Wenn irgendwo ganz weit vorne auf der Netz-Avantgarde-Welle ein Rasta surfte, dann handelte es sich mit ziemlicher Sicherheit um den Digital-Pionier Jaron Lanier. Zahllose eingeritzte Kerben zieren die Rückseite seines Smartphones – eine für jedes selbst erfundene Buzzword, und dazu gehören in Jarons Fall Heavyweights wie „Virtual Reality“ (ja, das stammt von ihm) oder „Schwarmintelligenz“. Die Rastazöpfe sind zwar länger geworden, aber der einstmalig affirmative Optimismus hat sich nahezu in sein Gegenteil verkehrt. Dieser Tage spricht Lanier im FAZ-Interview lieber Ende des digitalen Maoismus und vom „digitalen Mob“.
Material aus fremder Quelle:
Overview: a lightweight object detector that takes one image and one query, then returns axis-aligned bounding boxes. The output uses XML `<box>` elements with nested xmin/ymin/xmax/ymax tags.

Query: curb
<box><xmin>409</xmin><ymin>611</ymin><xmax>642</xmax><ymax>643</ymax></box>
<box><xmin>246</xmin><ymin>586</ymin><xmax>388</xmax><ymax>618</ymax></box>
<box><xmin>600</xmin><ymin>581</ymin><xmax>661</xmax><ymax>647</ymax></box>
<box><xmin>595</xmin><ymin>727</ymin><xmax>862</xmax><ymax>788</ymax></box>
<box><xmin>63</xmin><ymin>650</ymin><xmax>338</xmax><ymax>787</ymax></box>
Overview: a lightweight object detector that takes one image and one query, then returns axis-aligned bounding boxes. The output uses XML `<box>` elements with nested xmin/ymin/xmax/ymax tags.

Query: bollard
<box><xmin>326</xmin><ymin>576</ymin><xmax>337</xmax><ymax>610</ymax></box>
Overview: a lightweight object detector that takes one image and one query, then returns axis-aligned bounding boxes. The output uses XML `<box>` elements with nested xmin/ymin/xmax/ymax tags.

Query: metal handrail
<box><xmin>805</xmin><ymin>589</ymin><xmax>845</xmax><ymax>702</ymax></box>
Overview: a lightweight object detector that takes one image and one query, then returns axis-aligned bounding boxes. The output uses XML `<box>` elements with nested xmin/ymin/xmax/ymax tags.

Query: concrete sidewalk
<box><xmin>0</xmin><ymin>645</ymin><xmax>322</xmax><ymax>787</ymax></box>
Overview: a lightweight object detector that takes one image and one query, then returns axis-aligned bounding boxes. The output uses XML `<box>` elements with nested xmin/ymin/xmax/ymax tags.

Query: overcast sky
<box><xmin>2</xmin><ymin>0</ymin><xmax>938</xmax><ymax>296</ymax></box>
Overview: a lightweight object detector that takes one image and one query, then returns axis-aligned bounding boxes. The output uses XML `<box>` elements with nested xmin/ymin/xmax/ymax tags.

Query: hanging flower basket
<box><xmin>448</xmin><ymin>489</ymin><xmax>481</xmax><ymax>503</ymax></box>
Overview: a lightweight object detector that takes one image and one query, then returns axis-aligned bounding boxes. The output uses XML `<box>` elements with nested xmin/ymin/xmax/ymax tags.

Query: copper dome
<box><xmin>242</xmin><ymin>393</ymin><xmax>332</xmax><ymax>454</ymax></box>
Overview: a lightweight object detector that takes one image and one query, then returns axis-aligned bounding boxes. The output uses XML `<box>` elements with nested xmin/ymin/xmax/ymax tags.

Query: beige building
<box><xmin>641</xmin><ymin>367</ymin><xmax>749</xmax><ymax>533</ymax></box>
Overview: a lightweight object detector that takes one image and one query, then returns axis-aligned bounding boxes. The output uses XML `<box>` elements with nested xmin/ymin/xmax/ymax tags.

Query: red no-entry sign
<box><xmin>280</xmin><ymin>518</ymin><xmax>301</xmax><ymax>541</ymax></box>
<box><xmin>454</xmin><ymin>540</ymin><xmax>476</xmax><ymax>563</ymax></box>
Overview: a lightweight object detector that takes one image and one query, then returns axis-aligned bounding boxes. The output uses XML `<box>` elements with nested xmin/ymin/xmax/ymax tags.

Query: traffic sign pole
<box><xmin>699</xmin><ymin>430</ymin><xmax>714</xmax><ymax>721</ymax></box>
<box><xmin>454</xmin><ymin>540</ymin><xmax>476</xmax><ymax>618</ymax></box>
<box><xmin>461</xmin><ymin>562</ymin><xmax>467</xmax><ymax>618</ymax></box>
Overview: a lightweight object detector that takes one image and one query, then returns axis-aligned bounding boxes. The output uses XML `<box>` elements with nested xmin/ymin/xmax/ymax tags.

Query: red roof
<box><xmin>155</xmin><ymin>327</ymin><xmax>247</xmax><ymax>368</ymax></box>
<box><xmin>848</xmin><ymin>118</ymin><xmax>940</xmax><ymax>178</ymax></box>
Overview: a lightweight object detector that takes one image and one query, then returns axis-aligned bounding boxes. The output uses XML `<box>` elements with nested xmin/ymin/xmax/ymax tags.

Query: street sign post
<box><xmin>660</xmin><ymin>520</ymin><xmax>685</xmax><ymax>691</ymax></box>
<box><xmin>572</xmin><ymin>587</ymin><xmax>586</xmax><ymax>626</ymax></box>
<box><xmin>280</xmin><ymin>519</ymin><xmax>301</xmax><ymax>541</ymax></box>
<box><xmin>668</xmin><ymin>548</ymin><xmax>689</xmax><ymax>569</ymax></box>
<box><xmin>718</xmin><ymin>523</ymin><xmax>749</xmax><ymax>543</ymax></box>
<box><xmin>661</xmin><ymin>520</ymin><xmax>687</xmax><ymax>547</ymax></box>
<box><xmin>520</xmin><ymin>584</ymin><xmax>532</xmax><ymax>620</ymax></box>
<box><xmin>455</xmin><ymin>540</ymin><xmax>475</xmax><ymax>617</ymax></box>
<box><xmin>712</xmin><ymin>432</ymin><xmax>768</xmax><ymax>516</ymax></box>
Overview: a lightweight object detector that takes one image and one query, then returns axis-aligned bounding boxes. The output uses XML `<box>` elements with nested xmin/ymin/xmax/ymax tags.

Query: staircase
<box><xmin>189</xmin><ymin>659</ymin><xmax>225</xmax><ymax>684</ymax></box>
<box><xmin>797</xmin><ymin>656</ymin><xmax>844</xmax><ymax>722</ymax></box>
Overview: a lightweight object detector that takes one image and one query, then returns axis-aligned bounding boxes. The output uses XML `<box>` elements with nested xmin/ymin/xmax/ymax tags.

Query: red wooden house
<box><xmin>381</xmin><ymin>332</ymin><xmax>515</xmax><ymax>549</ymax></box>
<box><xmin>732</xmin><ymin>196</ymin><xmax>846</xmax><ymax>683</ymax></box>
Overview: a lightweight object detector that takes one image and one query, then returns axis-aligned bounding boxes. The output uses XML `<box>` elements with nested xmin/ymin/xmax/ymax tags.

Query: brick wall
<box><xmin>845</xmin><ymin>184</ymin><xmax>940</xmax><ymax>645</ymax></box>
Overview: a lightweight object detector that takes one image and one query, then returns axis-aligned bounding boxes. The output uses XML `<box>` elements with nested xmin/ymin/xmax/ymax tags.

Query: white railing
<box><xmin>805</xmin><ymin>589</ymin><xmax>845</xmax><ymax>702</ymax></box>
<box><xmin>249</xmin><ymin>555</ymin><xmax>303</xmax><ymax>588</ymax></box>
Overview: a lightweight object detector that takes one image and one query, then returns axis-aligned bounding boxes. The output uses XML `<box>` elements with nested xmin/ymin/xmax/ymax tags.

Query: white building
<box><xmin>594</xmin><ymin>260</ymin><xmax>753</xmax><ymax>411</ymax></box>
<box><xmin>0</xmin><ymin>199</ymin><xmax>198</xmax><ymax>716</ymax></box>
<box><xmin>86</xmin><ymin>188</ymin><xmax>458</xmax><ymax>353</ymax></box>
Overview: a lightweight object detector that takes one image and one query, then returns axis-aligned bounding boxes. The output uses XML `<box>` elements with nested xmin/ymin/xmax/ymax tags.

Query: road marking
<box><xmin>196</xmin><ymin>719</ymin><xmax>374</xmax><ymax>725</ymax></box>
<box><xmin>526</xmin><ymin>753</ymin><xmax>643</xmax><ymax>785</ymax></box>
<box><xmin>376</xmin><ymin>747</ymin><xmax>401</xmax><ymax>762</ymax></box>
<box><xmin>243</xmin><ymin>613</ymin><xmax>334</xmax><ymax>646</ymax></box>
Er sieht im gegenwärtigen Status des Internet nämlich alles andere als die technologische Verwirklichung der alten Versprechung des „freien Zugangs für alle“. Der habe sich, so Lanier, in eine beispiellose Ausbeutung von Kreativen gewandelt:

Ich bin unter anderem zu dem ziemlich verstörenden Schluss gekommen, dass das Phantasiebild von den Musikern, Journalisten, Geistesarbeitern, die zwar durch file sharing und soziale Netzwerke ökonomisch in Bedrängnis gerieten, aber so auch neue Geldquellen aufspürten, falsch ist. Viele Leute geben immer noch vor, dass dies jetzt geschieht, weil sie an die vorherrschende Ideologie glauben, aber die Daten widersprechen ihnen.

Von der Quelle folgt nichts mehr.